MacGyver frowned at what he'd only glanced at, letting the picture reassemble itself for his wondering eyes. Daniel was right. But if that was so…
"Where did it all go? Thousands of tons of rock; if the floor had subsided, it would still need somewhere to go."
"It was mined," Cartwright told him, his eyes gleaming. "By the gods. Look at what is left; the wall of stone. See how it shines… gold. This was all gold. And I have found where it was stored after it was processed. Untold ingots, waiting throughout the centuries for a man of vision to discover what the gods left behind."
"Uh, right…" MacGyver had heard this before. "Gods. Gold. Dreams of avarice when you're tucked up at night, crazy flakes for breakfast in the morning. Got it."
Simon's fist hurt when it connected with his jaw, but it was worth it to have shattered Cartwright's calm, if only briefly, and for the flash of concern and anger in Daniel's eyes.
MacGyver spat out a mouthful of blood from a cut lip and smiled sourly at Simon. "Gee, I had no idea you liked me that much."
"How did you know?" Daniel asked suddenly. "This -- I should have known about this place. It's incredible.
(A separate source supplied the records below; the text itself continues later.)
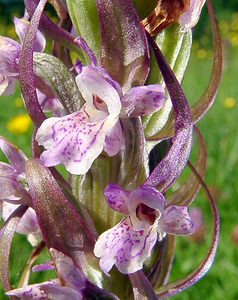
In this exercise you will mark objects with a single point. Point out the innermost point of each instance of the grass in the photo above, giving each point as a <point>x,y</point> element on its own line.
<point>220,131</point>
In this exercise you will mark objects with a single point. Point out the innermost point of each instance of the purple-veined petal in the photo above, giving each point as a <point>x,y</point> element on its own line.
<point>9,56</point>
<point>21,28</point>
<point>7,86</point>
<point>72,140</point>
<point>149,196</point>
<point>125,247</point>
<point>176,220</point>
<point>175,160</point>
<point>94,81</point>
<point>83,44</point>
<point>6,170</point>
<point>117,198</point>
<point>28,223</point>
<point>27,80</point>
<point>124,50</point>
<point>113,140</point>
<point>43,267</point>
<point>6,236</point>
<point>15,156</point>
<point>142,100</point>
<point>191,16</point>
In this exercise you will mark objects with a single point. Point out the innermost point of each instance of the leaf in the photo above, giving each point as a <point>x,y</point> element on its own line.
<point>6,235</point>
<point>187,192</point>
<point>180,285</point>
<point>124,50</point>
<point>159,268</point>
<point>142,288</point>
<point>61,225</point>
<point>175,44</point>
<point>132,171</point>
<point>60,79</point>
<point>52,31</point>
<point>27,82</point>
<point>175,160</point>
<point>84,16</point>
<point>207,99</point>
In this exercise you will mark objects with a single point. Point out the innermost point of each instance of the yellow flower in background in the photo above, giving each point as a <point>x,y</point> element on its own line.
<point>19,124</point>
<point>18,102</point>
<point>229,102</point>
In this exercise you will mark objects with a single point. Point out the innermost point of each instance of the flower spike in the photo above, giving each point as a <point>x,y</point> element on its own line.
<point>175,160</point>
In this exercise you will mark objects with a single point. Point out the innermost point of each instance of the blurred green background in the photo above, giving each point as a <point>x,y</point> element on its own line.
<point>220,131</point>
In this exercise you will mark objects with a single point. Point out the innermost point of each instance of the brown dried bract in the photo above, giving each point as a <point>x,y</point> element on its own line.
<point>165,13</point>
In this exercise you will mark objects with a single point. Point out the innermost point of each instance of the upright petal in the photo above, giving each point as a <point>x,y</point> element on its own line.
<point>113,140</point>
<point>176,220</point>
<point>125,247</point>
<point>147,195</point>
<point>117,198</point>
<point>95,81</point>
<point>21,28</point>
<point>15,156</point>
<point>142,100</point>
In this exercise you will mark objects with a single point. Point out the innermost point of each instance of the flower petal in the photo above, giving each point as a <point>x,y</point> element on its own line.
<point>95,81</point>
<point>10,88</point>
<point>117,198</point>
<point>147,195</point>
<point>113,140</point>
<point>73,140</point>
<point>176,220</point>
<point>124,247</point>
<point>15,156</point>
<point>21,28</point>
<point>142,100</point>
<point>190,17</point>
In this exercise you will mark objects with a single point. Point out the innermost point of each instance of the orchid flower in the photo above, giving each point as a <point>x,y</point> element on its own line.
<point>10,53</point>
<point>14,190</point>
<point>129,243</point>
<point>67,286</point>
<point>76,140</point>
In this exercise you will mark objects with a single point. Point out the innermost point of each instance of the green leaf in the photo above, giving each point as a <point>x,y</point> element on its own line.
<point>144,7</point>
<point>60,79</point>
<point>175,44</point>
<point>84,16</point>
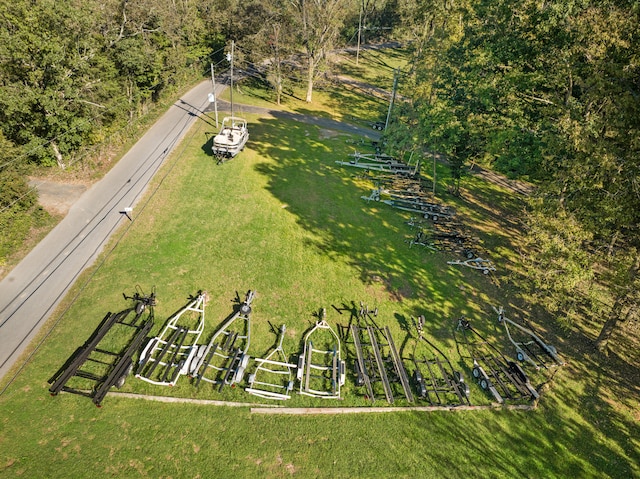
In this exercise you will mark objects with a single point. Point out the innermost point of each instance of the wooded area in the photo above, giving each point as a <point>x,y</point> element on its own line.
<point>542,90</point>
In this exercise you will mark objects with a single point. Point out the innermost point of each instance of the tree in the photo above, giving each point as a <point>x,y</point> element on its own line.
<point>320,22</point>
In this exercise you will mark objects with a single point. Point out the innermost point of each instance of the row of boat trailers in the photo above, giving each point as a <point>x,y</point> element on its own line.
<point>106,359</point>
<point>400,185</point>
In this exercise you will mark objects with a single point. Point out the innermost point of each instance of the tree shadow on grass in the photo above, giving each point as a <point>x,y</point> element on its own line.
<point>322,195</point>
<point>302,174</point>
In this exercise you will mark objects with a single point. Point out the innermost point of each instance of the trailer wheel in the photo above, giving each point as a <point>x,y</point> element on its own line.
<point>465,389</point>
<point>120,381</point>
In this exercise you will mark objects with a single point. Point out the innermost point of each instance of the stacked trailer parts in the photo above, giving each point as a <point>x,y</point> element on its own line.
<point>435,379</point>
<point>377,359</point>
<point>532,348</point>
<point>274,376</point>
<point>495,373</point>
<point>99,363</point>
<point>321,371</point>
<point>381,163</point>
<point>224,359</point>
<point>484,265</point>
<point>168,355</point>
<point>433,211</point>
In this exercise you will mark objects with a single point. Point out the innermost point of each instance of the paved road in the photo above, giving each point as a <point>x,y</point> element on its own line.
<point>30,293</point>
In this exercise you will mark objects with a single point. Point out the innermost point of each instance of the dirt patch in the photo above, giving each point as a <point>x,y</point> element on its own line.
<point>57,197</point>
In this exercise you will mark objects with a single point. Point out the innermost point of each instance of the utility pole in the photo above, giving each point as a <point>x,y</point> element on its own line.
<point>393,97</point>
<point>213,95</point>
<point>359,33</point>
<point>434,172</point>
<point>231,90</point>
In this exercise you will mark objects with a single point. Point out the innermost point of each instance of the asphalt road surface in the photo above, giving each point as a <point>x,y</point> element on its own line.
<point>32,290</point>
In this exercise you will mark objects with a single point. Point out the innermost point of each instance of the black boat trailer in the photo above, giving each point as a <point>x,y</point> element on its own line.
<point>531,348</point>
<point>224,359</point>
<point>382,163</point>
<point>495,372</point>
<point>434,377</point>
<point>105,368</point>
<point>377,358</point>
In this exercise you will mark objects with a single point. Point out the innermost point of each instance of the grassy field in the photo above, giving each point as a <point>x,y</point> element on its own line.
<point>284,220</point>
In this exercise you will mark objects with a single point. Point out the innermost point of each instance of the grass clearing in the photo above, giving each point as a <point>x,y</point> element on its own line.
<point>283,219</point>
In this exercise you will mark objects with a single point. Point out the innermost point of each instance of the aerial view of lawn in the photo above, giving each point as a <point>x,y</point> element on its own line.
<point>284,220</point>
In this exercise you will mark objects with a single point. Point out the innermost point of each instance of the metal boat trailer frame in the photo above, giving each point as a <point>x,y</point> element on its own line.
<point>273,378</point>
<point>108,368</point>
<point>495,373</point>
<point>533,350</point>
<point>434,376</point>
<point>324,367</point>
<point>174,348</point>
<point>226,353</point>
<point>484,265</point>
<point>382,163</point>
<point>377,358</point>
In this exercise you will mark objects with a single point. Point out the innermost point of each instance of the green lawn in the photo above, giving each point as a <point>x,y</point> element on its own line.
<point>284,220</point>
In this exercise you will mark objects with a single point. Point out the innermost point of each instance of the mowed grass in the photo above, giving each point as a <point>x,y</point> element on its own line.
<point>284,220</point>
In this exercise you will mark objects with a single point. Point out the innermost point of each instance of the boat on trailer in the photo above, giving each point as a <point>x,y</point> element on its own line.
<point>232,137</point>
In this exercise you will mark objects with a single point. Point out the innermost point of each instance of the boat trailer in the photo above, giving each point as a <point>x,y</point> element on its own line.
<point>321,371</point>
<point>495,373</point>
<point>224,359</point>
<point>382,163</point>
<point>532,348</point>
<point>273,377</point>
<point>435,379</point>
<point>377,358</point>
<point>101,364</point>
<point>173,349</point>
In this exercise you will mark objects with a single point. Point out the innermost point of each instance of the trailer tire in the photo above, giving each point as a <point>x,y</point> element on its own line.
<point>121,380</point>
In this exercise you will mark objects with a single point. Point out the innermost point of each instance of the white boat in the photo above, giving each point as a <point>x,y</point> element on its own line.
<point>234,133</point>
<point>232,137</point>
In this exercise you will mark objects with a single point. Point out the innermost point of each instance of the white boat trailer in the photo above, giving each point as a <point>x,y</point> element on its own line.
<point>273,378</point>
<point>321,372</point>
<point>167,356</point>
<point>484,265</point>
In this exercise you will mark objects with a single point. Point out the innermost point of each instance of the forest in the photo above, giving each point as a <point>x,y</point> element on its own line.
<point>545,91</point>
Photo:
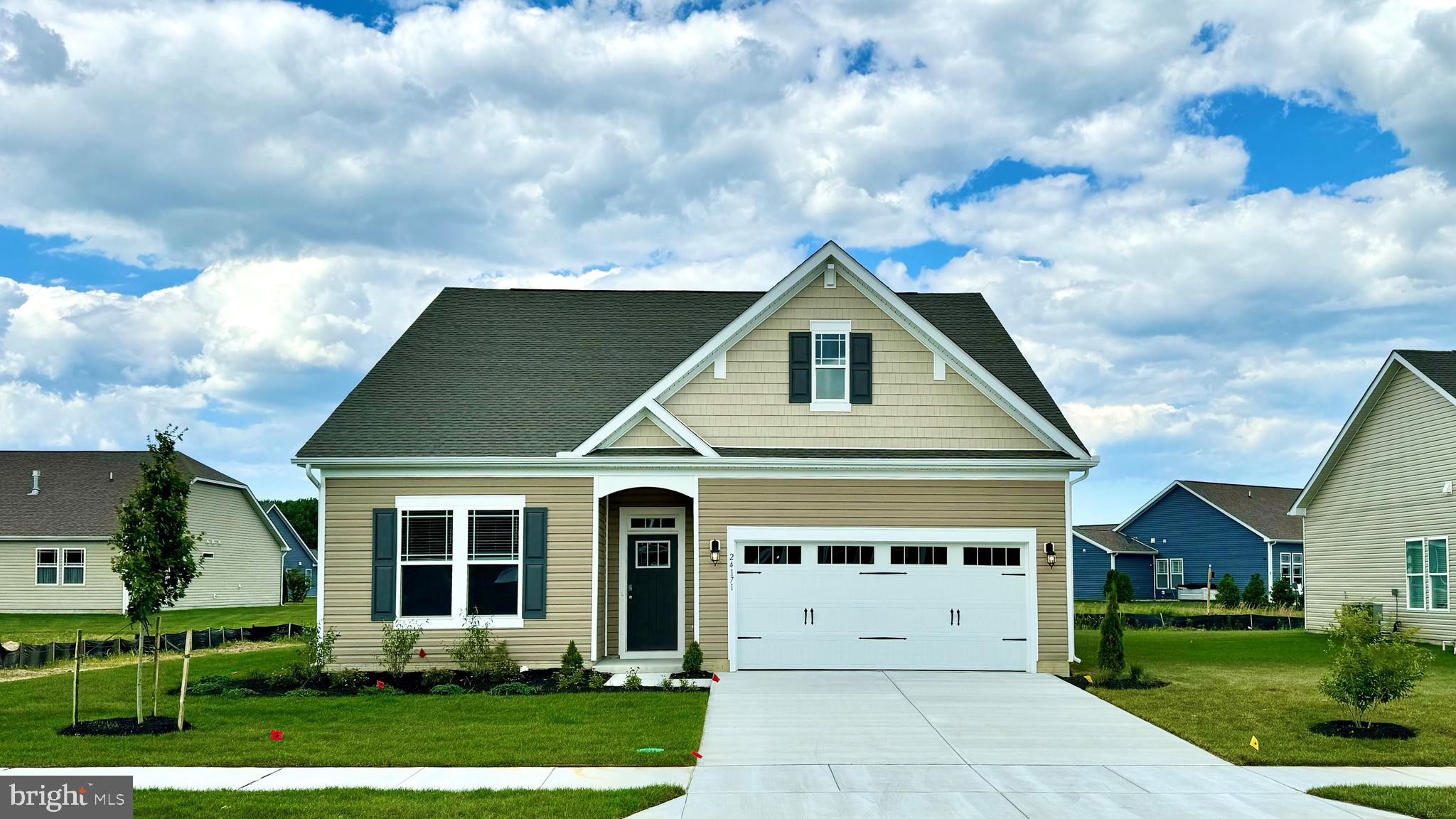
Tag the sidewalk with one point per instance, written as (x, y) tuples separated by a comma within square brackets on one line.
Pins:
[(408, 778)]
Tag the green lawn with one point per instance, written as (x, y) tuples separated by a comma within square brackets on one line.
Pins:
[(62, 628), (473, 729), (1232, 685), (1423, 803), (353, 803), (1183, 608)]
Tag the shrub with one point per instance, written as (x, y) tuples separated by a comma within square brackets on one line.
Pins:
[(1110, 651), (571, 658), (472, 652), (513, 690), (501, 668), (397, 648), (1228, 594), (318, 651), (1118, 582), (693, 658), (1369, 669), (348, 680), (296, 585), (1285, 595), (1256, 595)]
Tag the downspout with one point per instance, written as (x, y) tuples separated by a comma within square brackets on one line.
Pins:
[(1072, 634)]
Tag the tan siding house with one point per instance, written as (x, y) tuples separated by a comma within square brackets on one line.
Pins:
[(822, 476), (58, 510), (1379, 509)]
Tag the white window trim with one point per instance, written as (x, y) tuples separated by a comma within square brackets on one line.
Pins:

There would have been records, references…"
"Your parents knew," Cartwright said casually. "I'm sure they would have mentioned it to you in all good time. If they hadn't died, that is. Unfortunate accident; it set my plans back by years, you know."
Daniel closed his eyes, the grief he felt evident. MacGyver bit down savagely on his cut lip, needing the pain to keep his head clear in case he had to intervene and hold Daniel back. He'd read Daniel's file; he knew what had happened to his parents. But when Daniel's eyes opened, they were empty of emotion. Without a word, he turned and began to walk across the narrow causeway, leaving MacGyver no choice but to follow him.
"You can't outrun a bullet," Cartwright called, his voice amused. "So don't get too far ahead, will you?"
That really wasn't going to be a problem. Taking small, shuffling steps, sweat breaking out on him, even in the cool, dry air, MacGyver walked forward, his eyes fixed on Daniel's back.
It was turning out to be one hell of a day.